Brian would succumbed to his battle with leukemia on July 29, 2008.
Often, we've seen where teams and sports figures participate in fulfilling the wishes of individuals who are either terminally ill or facing life-threatening illnesses through programs like "Life is Precious" and he "Make A Wish" Foundation. Often times, these wishes are something we take for granted, a phone call, the opportunity to attend a day with a sports team, or, as in the first wish of the Make A Wish Foundation, the opportunity to become a police officer.
Foundations like these succeed because of the efforts of volunteers, charitable donations and the genuine desire to create memories for those who are facing the toughest battle of their very lives.

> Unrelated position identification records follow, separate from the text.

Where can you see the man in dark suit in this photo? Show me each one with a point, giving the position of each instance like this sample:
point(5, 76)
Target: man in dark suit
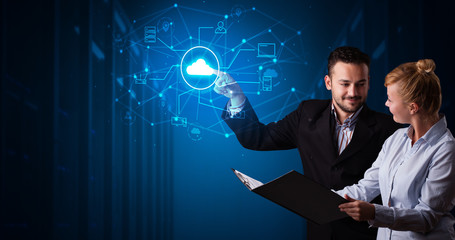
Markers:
point(338, 139)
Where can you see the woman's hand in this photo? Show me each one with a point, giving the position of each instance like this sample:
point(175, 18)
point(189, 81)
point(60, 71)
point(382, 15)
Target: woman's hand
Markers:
point(358, 210)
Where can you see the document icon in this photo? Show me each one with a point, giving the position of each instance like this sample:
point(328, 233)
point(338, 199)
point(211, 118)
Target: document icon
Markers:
point(150, 34)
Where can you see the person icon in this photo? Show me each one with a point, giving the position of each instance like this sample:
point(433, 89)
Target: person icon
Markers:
point(220, 29)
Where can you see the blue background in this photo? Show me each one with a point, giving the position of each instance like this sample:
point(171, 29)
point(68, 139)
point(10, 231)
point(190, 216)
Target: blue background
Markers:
point(89, 154)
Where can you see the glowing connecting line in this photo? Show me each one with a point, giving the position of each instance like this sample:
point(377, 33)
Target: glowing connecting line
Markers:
point(200, 67)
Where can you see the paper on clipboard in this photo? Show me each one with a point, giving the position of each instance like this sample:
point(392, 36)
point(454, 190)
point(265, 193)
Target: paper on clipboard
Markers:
point(299, 194)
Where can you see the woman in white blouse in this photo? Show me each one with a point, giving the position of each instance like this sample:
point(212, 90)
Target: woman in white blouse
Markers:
point(415, 170)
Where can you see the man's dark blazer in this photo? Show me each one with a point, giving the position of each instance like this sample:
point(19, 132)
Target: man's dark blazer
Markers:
point(310, 128)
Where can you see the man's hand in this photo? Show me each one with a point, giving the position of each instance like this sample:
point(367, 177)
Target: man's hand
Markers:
point(358, 210)
point(227, 86)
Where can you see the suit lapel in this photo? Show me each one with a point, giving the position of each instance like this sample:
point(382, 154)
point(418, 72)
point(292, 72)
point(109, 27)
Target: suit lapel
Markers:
point(362, 133)
point(325, 128)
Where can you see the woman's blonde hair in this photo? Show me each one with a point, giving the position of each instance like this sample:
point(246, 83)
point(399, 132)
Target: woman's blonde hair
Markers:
point(418, 84)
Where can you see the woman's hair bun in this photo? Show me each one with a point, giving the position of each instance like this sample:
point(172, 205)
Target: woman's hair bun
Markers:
point(425, 66)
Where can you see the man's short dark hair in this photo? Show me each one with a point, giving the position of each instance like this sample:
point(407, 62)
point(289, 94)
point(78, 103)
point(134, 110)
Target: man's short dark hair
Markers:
point(347, 55)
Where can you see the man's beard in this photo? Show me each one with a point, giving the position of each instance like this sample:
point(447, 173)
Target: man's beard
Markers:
point(350, 109)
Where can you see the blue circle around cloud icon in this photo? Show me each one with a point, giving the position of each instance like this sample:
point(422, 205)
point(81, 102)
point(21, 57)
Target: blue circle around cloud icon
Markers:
point(198, 67)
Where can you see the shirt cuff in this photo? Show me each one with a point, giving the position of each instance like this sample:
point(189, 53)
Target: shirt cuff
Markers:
point(384, 216)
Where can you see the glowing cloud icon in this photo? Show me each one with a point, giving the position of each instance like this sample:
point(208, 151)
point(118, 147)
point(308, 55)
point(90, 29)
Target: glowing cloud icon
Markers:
point(200, 67)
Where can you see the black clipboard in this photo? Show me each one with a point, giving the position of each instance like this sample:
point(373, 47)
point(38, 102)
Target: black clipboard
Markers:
point(299, 194)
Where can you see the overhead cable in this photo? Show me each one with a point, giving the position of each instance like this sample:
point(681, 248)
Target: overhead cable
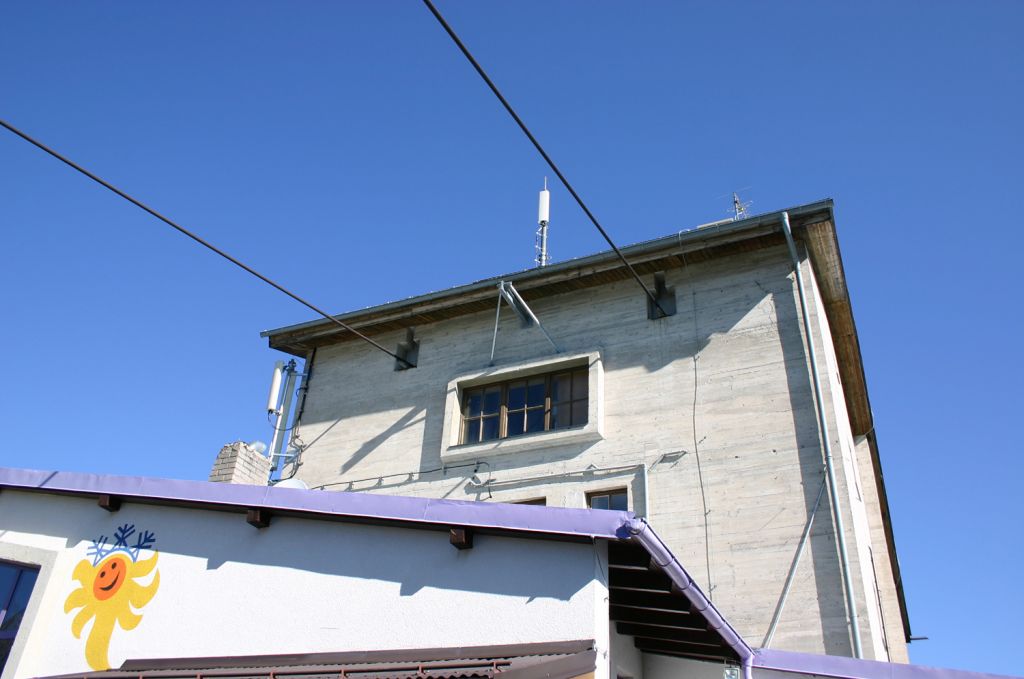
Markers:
point(199, 240)
point(540, 149)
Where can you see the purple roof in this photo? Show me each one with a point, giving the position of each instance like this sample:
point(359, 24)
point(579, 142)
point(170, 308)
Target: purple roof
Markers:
point(580, 523)
point(523, 520)
point(851, 668)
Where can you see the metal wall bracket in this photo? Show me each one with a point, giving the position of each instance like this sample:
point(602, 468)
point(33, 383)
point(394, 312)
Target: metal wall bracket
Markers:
point(461, 538)
point(666, 299)
point(111, 503)
point(409, 350)
point(258, 518)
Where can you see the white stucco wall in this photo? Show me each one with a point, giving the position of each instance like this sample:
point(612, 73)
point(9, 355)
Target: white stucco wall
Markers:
point(300, 586)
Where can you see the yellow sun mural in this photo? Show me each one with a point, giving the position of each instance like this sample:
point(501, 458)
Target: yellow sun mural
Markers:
point(109, 592)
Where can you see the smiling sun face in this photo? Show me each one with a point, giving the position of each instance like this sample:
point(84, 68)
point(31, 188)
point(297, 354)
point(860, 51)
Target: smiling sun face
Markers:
point(107, 594)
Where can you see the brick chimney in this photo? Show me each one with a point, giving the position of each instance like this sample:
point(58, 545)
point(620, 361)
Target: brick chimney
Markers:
point(238, 463)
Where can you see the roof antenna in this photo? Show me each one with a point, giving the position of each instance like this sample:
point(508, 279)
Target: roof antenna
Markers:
point(543, 214)
point(739, 209)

So if you had one wish, what would that be?
Note: If anyone has a link or contact information to the Life is Precious program, it would be appreciated.
Posted on: April 8, 2008 7:22 pm
Edited on: April 8, 2008 7:46 pm
There is no cure for it, no treatment. The only thing doctors can hope for right now is slowing the progression of the disease using a specific drug. In it’s advance stages, the brain stops sending messages to the voluntary muscles. In the end, it could lead to complications in breathing and causing the breathing to cease.

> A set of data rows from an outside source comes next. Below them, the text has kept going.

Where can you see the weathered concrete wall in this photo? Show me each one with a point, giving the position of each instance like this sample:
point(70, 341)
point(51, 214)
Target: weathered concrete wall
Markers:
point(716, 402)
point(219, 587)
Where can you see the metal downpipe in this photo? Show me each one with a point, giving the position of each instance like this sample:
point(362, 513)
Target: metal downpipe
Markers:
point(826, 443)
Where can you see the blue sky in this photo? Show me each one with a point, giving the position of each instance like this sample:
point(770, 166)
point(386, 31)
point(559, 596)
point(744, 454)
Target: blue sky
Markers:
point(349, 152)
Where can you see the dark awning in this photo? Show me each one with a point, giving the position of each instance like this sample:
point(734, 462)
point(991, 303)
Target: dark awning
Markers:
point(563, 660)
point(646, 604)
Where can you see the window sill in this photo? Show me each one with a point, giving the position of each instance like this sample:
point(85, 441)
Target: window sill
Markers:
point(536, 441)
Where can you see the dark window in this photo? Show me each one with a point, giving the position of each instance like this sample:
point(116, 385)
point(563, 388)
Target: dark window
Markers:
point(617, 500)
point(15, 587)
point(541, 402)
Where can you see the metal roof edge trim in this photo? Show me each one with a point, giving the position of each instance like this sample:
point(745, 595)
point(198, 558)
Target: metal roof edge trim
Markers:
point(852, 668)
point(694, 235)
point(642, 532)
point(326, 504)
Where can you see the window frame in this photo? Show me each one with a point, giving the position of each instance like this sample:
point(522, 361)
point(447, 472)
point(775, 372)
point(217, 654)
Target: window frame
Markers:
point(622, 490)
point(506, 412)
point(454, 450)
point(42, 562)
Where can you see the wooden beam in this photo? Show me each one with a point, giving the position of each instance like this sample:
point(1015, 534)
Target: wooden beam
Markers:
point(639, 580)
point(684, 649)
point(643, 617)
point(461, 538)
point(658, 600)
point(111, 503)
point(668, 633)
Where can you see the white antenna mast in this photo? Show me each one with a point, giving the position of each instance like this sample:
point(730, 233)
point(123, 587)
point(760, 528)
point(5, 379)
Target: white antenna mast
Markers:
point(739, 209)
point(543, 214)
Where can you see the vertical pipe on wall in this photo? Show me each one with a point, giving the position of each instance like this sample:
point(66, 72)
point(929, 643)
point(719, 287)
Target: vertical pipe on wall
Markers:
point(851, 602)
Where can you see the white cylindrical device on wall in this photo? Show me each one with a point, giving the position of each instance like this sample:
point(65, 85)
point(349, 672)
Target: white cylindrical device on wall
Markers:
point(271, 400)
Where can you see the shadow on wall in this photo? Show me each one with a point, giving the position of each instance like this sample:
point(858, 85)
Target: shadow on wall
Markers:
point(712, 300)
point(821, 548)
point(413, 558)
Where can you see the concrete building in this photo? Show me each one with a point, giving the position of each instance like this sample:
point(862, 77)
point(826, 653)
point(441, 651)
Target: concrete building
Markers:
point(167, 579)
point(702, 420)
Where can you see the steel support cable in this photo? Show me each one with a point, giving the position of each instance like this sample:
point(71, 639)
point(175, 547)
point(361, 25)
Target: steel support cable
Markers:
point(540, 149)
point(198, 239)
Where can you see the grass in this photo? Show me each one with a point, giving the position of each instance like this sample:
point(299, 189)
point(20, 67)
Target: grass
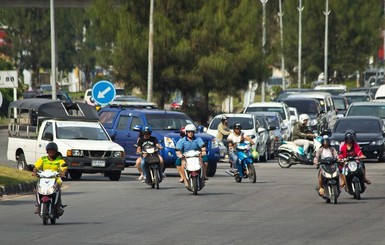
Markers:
point(12, 176)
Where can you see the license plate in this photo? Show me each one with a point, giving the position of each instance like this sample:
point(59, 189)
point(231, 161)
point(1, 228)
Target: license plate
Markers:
point(98, 163)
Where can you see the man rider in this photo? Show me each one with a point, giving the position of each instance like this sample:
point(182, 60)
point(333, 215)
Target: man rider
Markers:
point(53, 161)
point(144, 140)
point(187, 143)
point(302, 134)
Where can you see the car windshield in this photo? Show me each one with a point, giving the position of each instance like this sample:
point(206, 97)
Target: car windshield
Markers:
point(358, 125)
point(339, 103)
point(272, 109)
point(303, 107)
point(246, 122)
point(166, 121)
point(372, 110)
point(274, 121)
point(80, 130)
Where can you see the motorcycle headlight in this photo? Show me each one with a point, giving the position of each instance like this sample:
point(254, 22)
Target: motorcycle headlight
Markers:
point(377, 142)
point(118, 154)
point(168, 142)
point(313, 122)
point(214, 143)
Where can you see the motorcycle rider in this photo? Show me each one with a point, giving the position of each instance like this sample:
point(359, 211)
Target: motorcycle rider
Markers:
point(235, 137)
point(223, 130)
point(144, 140)
point(302, 134)
point(351, 149)
point(187, 143)
point(53, 161)
point(325, 151)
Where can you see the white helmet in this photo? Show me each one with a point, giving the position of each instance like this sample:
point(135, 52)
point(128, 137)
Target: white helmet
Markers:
point(190, 127)
point(303, 117)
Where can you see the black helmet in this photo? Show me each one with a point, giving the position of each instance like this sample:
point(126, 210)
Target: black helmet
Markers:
point(325, 139)
point(51, 146)
point(237, 125)
point(350, 135)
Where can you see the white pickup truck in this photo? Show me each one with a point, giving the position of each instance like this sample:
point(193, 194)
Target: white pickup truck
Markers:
point(74, 127)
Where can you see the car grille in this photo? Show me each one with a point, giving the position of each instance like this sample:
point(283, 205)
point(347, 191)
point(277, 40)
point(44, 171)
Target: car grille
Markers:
point(97, 153)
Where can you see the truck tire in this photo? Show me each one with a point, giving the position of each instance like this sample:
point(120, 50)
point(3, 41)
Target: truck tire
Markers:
point(211, 169)
point(75, 175)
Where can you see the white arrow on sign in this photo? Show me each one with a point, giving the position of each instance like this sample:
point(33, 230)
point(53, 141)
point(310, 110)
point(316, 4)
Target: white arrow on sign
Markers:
point(102, 93)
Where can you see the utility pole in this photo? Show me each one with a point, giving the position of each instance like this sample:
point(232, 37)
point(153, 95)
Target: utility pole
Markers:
point(150, 53)
point(300, 9)
point(280, 14)
point(53, 50)
point(263, 89)
point(326, 13)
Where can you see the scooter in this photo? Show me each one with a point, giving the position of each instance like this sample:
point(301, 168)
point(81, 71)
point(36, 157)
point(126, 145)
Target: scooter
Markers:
point(193, 171)
point(330, 175)
point(48, 196)
point(289, 153)
point(245, 167)
point(354, 176)
point(152, 163)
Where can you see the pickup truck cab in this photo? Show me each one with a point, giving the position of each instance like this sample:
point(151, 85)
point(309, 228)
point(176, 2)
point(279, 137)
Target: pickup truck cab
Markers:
point(122, 124)
point(74, 127)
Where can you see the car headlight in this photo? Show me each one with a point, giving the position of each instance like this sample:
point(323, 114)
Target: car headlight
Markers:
point(74, 153)
point(377, 142)
point(117, 154)
point(168, 142)
point(313, 122)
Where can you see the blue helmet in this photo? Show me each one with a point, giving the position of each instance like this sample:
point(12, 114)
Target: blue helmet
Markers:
point(146, 129)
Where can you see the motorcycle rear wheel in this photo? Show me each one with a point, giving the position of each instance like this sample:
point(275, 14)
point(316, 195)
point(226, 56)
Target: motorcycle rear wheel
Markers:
point(357, 194)
point(252, 173)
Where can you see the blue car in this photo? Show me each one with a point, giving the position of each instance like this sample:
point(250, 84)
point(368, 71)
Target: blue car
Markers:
point(122, 125)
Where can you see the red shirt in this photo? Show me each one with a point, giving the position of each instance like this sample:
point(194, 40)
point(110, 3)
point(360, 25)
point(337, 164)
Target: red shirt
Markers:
point(354, 151)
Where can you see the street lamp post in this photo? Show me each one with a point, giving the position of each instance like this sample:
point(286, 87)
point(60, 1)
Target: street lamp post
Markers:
point(263, 89)
point(326, 13)
point(300, 9)
point(280, 14)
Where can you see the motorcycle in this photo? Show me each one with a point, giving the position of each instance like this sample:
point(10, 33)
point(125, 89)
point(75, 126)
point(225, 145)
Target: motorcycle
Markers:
point(289, 153)
point(153, 170)
point(330, 175)
point(193, 171)
point(48, 196)
point(354, 176)
point(245, 167)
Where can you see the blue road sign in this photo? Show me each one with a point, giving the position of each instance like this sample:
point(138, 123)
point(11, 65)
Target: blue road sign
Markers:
point(103, 92)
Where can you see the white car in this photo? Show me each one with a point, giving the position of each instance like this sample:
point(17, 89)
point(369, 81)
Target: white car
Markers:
point(280, 107)
point(250, 127)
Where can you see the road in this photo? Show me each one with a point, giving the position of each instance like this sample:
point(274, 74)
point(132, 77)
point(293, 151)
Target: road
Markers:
point(281, 208)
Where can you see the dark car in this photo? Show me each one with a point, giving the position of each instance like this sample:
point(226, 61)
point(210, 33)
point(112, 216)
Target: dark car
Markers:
point(121, 124)
point(370, 133)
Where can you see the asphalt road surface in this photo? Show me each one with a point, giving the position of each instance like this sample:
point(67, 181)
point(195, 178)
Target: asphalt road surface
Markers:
point(281, 208)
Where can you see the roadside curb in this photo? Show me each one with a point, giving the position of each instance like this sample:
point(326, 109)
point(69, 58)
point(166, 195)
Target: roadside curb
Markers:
point(21, 188)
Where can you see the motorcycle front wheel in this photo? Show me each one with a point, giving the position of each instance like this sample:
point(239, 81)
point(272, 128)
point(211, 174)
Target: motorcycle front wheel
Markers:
point(252, 174)
point(45, 213)
point(357, 193)
point(282, 162)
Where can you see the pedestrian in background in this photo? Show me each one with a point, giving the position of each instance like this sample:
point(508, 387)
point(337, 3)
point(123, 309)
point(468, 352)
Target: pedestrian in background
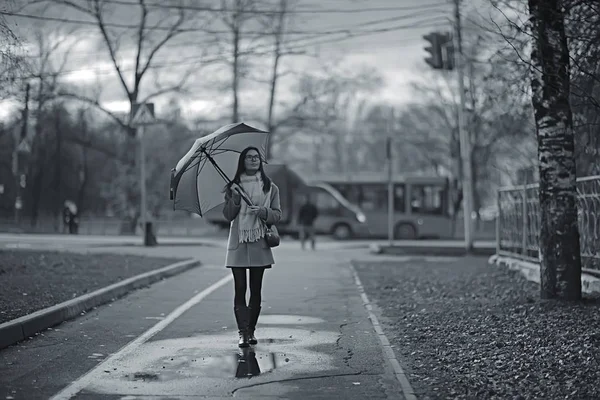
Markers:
point(307, 215)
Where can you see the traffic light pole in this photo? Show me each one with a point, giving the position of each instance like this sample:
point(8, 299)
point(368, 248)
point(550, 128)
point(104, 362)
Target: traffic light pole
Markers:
point(142, 156)
point(465, 142)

The disease is amyotrophic lateral sclerosis (ALS) or, more commonly known as Lou Gehrig’s disease, which is a typically fatal disease. It is this disease that O.J. Brigance, is working to help researchers find a cure for. It is this disease the Brigance has been diagnosed with.

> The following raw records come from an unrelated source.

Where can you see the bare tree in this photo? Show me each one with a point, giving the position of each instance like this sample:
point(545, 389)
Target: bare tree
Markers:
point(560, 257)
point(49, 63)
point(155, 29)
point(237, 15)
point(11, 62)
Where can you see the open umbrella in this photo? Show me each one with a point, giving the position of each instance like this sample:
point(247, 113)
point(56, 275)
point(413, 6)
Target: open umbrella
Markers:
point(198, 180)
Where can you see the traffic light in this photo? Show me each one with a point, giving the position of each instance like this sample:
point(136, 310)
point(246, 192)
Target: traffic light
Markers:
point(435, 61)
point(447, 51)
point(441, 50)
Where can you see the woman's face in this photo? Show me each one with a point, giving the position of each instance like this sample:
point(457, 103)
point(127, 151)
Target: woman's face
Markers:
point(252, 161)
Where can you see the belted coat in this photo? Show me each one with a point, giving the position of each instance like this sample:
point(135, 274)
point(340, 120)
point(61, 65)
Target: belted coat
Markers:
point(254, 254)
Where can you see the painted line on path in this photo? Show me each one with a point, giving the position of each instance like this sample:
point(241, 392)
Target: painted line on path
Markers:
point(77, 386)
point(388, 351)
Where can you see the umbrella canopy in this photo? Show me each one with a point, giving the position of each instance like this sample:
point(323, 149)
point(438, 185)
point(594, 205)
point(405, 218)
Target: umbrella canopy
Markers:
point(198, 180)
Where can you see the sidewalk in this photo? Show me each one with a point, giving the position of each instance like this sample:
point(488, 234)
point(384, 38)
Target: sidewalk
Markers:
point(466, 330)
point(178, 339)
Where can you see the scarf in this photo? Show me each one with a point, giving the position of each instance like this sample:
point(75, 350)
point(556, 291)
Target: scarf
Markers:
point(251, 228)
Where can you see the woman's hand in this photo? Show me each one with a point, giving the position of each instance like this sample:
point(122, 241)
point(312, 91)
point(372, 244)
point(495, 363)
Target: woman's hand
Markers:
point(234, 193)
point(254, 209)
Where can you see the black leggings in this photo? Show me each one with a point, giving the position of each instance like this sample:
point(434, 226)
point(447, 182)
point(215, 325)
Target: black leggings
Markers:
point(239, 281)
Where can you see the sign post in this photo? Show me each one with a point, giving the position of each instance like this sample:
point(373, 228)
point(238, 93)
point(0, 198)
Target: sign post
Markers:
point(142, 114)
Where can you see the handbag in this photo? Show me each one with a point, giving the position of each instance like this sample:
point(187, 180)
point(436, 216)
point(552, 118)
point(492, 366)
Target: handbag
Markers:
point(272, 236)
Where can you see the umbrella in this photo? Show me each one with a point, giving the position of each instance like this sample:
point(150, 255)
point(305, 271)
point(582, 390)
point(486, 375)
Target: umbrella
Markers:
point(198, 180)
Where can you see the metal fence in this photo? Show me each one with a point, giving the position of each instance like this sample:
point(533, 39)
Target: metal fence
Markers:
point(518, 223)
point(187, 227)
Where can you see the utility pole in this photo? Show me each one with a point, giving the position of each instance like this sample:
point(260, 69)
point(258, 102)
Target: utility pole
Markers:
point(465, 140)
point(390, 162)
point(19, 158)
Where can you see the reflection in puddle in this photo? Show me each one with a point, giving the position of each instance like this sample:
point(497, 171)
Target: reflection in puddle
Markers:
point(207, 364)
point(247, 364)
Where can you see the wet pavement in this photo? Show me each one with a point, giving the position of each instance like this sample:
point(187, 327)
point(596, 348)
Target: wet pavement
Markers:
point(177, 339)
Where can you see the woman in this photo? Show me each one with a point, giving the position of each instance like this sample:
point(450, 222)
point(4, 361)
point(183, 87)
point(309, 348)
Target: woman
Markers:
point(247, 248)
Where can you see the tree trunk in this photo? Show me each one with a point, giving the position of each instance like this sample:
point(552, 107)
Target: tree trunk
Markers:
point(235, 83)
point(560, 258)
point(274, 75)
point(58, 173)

Having spent 7 years as a linebacker, OJ Brigance has played with the Miami Dolphins, St. Louis Rams, New England Patriots and during 2000, was with the Baltimore Ravens, where he currently works now as Director of Player Development.
In his fight with ALS, he has created the Brigance Brigade Fund, a foundation that fundraises for the battle against ALS. He is an ambassador for the John Hopkins University Packards Center, and Honorary Chairman for the Packard Center 5K and Fun Run, which will occur on May 3d.
What is ALS: ALS is a progressive neurodegenerative disease that affects nerve cells in the brain and the spinal cord. Motor neurons reach from the brain to the spinal cord and from the spinal cord to the muscles throughout the body. The progressive degeneration of the motor neurons in ALS eventually lead to their death. When the motor neurons die, the ability of the brain to initiate and control muscle movement is lost. With voluntary muscle action progressively affected, patients in the later stages of the disease may become totally paralyzed. (1)
Early symptoms may include weakness or cramping in the hands, feet and limbs; twitching in the muscles, thick speech or difficulty in swallowing. Advanced symptoms can include difficulty in breathing. ALS doesn’t manifest itself the same way in everyone, nor does it effect everyone the same way. Although the average survival time for those diagnosed is three to five years, many people live beyond that. In some instances, ALS has shown to remit or halt the progression.
It wasn’t just his ALS that made Brigance a person who cares. While with the NFL, he had worked with Habitats for Humanity, the Cystic Fibrosis Foundation and the Daily Food Bank. His works in the community had lead to him being honored with the NFLPA’s Unsung Hero award in 1999.
OJ Brigance definitely is someone who cares.